Broaden the innovation food chain and make the system more transparent. GBA’s strategic goal is to establish itself as a hub for international science and technology innovation with a global impact. It necessitates that it looks beyond the coupling connections within the RIE and instead looks further into the national IE and even the global IE. Accordingly, it is necessary to increase the IE’s openness in the GBA, and weaken institutional geo-border barriers. Meanwhile, improving the system’s connections internally and externally, expanding cross-provincial and even transnational collaborative innovation cooperation in a variety of fields, industries, and dimensions, and lengthening the innovation food chain at both the upstream and downstream ends. To create a new development pattern in GBA with a high level of innovation, it is also necessary to direct all types of innovative species in the RIE to establish a collaborative and open vision of innovation. This can be done by developing overseas cooperation channels, setting up innovation platforms, and formulating incentive policies.

This paper utilizes the coupling coordination degree model, standard deviation ellipse method, and social network analysis method to analyze the spatial pattern characteristics of RIE coupling coordination and network development posture more comprehensively.

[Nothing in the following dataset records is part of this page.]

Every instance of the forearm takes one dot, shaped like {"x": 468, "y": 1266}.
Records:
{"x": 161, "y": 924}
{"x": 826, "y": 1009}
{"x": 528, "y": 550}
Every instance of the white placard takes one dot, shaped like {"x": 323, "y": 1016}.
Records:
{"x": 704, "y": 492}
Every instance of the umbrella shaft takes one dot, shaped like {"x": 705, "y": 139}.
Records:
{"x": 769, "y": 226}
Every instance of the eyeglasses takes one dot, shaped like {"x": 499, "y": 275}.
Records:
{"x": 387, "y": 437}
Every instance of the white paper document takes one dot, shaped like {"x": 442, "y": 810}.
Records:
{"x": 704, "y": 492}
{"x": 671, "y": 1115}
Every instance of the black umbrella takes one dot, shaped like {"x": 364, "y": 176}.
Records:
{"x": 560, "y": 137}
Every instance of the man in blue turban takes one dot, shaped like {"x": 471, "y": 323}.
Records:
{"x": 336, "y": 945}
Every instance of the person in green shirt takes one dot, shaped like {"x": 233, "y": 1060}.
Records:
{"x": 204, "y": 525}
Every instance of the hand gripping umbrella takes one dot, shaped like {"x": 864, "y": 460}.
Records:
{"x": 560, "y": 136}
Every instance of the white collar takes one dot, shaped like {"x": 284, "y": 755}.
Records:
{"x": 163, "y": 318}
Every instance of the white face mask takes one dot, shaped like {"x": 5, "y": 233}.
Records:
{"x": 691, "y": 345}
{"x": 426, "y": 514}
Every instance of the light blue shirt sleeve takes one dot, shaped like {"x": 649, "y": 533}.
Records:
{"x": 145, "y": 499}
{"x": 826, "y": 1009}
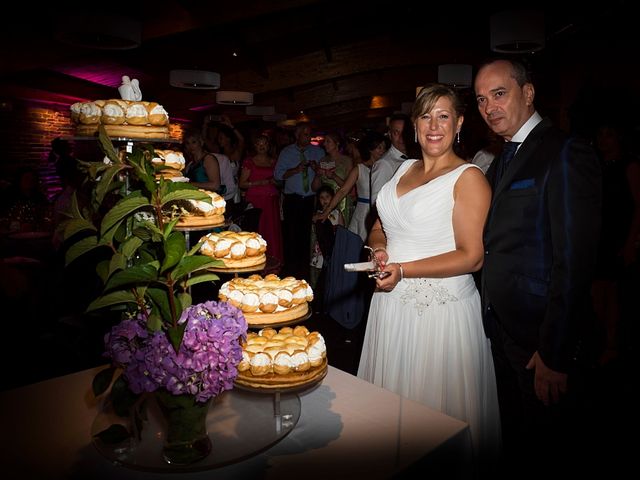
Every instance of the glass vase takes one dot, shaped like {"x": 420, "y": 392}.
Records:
{"x": 186, "y": 438}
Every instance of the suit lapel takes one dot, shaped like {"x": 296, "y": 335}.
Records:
{"x": 522, "y": 156}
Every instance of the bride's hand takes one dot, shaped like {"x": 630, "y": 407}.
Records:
{"x": 389, "y": 281}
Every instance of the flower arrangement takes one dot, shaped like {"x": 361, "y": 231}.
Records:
{"x": 205, "y": 364}
{"x": 162, "y": 342}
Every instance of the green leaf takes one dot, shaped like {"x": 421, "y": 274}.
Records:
{"x": 154, "y": 322}
{"x": 114, "y": 434}
{"x": 102, "y": 269}
{"x": 192, "y": 264}
{"x": 168, "y": 228}
{"x": 76, "y": 225}
{"x": 115, "y": 231}
{"x": 118, "y": 262}
{"x": 201, "y": 278}
{"x": 80, "y": 248}
{"x": 184, "y": 191}
{"x": 176, "y": 334}
{"x": 104, "y": 186}
{"x": 113, "y": 298}
{"x": 102, "y": 380}
{"x": 160, "y": 298}
{"x": 124, "y": 207}
{"x": 196, "y": 248}
{"x": 123, "y": 398}
{"x": 142, "y": 233}
{"x": 174, "y": 250}
{"x": 129, "y": 247}
{"x": 132, "y": 276}
{"x": 185, "y": 300}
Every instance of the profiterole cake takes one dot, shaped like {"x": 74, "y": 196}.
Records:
{"x": 121, "y": 118}
{"x": 168, "y": 163}
{"x": 280, "y": 359}
{"x": 268, "y": 300}
{"x": 196, "y": 213}
{"x": 235, "y": 249}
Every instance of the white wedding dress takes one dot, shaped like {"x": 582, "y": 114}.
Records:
{"x": 424, "y": 339}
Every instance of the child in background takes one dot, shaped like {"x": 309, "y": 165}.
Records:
{"x": 323, "y": 233}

Although the evaluation index system of GBA’s IE constructed in this paper has been improved compared with the previous research. Due to the inconsistency of the statistical caliber of Guangdong, Hong Kong, and Macao, and the difficulty of obtaining the data, it is still difficult for the existing index system to fully reflect the reality of the effectiveness of the innovation vitality and innovation habitats. In future research, the authors intend to utilize Python tools to crawl open-source data with city information to supplement the evaluation index system.

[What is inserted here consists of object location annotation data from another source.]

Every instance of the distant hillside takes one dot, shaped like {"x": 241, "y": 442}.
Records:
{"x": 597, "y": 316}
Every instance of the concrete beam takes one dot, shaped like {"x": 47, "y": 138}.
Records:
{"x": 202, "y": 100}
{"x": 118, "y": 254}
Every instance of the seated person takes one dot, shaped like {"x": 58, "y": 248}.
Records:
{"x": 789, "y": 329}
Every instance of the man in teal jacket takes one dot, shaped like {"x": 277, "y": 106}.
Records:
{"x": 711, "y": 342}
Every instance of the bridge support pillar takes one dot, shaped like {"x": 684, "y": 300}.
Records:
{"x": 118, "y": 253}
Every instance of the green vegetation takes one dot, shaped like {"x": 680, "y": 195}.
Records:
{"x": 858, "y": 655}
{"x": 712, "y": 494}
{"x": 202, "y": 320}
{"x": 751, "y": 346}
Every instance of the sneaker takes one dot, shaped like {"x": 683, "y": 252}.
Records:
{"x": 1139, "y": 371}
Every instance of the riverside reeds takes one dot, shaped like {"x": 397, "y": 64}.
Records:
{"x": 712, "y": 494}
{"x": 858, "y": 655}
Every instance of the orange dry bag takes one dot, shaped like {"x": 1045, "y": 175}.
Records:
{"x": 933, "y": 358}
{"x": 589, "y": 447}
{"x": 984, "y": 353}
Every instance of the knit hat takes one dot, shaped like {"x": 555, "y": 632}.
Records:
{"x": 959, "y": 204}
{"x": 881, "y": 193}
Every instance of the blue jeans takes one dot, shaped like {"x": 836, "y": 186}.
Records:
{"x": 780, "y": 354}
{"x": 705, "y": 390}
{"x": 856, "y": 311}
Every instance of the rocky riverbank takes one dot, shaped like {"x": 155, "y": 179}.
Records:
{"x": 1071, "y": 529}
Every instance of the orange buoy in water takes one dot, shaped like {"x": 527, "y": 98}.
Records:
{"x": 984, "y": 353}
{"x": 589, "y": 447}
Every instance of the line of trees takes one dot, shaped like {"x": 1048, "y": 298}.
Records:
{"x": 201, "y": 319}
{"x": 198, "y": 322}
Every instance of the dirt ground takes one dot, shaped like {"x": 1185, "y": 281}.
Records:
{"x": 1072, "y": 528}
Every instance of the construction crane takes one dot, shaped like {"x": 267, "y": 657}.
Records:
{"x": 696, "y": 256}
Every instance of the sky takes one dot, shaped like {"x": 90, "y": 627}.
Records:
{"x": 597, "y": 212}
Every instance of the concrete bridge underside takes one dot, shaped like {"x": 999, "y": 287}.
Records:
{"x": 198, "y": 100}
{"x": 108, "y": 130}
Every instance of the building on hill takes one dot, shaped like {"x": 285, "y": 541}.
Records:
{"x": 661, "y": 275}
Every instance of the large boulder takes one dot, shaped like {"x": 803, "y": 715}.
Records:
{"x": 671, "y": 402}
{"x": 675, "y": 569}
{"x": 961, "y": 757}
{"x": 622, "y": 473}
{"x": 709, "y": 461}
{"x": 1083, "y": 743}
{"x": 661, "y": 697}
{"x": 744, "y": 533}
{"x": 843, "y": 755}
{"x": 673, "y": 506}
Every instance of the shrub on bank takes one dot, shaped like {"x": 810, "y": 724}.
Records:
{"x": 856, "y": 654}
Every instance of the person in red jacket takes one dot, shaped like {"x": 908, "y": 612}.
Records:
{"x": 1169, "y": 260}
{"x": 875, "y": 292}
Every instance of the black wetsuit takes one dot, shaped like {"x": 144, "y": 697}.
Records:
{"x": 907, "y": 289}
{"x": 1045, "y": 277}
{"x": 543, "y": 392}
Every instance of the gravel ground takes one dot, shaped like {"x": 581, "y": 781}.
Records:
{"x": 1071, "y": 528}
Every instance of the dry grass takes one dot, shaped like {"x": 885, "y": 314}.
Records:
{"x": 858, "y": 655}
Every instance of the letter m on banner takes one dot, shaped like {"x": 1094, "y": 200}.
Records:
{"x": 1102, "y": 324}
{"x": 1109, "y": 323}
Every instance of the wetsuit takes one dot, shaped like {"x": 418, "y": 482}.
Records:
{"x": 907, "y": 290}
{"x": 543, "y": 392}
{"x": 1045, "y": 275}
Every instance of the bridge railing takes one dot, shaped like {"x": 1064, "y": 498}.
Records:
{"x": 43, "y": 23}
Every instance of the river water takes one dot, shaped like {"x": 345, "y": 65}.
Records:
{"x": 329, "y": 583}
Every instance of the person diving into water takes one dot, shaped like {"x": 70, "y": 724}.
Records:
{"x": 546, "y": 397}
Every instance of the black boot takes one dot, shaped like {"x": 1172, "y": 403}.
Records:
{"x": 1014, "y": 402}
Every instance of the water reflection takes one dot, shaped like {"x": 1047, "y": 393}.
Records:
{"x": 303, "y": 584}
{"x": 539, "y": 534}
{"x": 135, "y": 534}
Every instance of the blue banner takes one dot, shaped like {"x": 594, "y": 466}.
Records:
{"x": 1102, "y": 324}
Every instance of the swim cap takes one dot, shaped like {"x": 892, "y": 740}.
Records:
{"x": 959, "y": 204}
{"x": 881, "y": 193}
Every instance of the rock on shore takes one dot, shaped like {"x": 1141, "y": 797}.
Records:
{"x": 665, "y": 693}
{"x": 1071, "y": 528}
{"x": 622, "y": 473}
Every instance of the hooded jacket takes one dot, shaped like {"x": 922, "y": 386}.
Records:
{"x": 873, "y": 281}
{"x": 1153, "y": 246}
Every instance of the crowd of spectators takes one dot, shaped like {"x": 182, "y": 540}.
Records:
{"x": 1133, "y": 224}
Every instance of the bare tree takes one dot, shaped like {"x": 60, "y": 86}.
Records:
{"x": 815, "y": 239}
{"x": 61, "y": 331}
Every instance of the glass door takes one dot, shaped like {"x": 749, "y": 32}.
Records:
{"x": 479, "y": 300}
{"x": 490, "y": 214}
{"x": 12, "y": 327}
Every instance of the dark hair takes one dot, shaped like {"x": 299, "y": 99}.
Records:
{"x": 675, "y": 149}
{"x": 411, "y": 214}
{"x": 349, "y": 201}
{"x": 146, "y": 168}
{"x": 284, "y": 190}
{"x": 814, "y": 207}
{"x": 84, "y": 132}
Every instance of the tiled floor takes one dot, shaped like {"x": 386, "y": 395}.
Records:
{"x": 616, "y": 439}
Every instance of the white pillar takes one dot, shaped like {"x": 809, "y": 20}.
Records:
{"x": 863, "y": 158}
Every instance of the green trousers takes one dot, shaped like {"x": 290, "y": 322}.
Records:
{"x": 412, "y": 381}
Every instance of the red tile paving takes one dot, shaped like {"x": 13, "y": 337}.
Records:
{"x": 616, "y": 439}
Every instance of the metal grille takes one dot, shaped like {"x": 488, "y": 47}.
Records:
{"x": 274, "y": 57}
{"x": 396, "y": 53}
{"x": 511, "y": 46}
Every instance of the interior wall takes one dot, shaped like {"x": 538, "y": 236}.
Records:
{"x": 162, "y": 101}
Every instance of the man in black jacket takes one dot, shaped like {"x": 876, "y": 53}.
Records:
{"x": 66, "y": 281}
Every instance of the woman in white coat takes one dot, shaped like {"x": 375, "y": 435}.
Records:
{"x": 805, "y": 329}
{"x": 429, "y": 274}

There are relatively few empirical studies on regional innovation eco-logical networks in academia. This paper refers to the construction method of coupled and coordinated spatial correlation networks of the predecessors. Then we choose the gravity model to describe the spatial structural characteristics of the innovation ecological network in GBA. However, the gravitational model suffers from the disadvantages of a lack of quantitative basis for the assumptions and a lack of realistic basis for the parameter settings. So it is no longer adaptable to describe the network structure with complex spatial characteristics. In future research, the authors intend to use the radiation model, weighted opportunity model, or Spatial econometric model35, Term Frequency-Inverse Document Frequency (TF-IDF)36, Latent Dirichlet Allocation (LDA)38, etc. trying to simulate the spatial connection and connectivity strength of regional innovation ecological networks.

In terms of the scope of the study, the research on RIE in this paper is limited to a single city cluster in GBA, and it does not extend the study to regions such as Beijing–Tianjin–Hebei and the Yangtze River Delta, or amplify it to the national or global scale. A more complete study should include three different scales: global, national, and local, and analysis from different research units will lead to more comprehensive conclusions.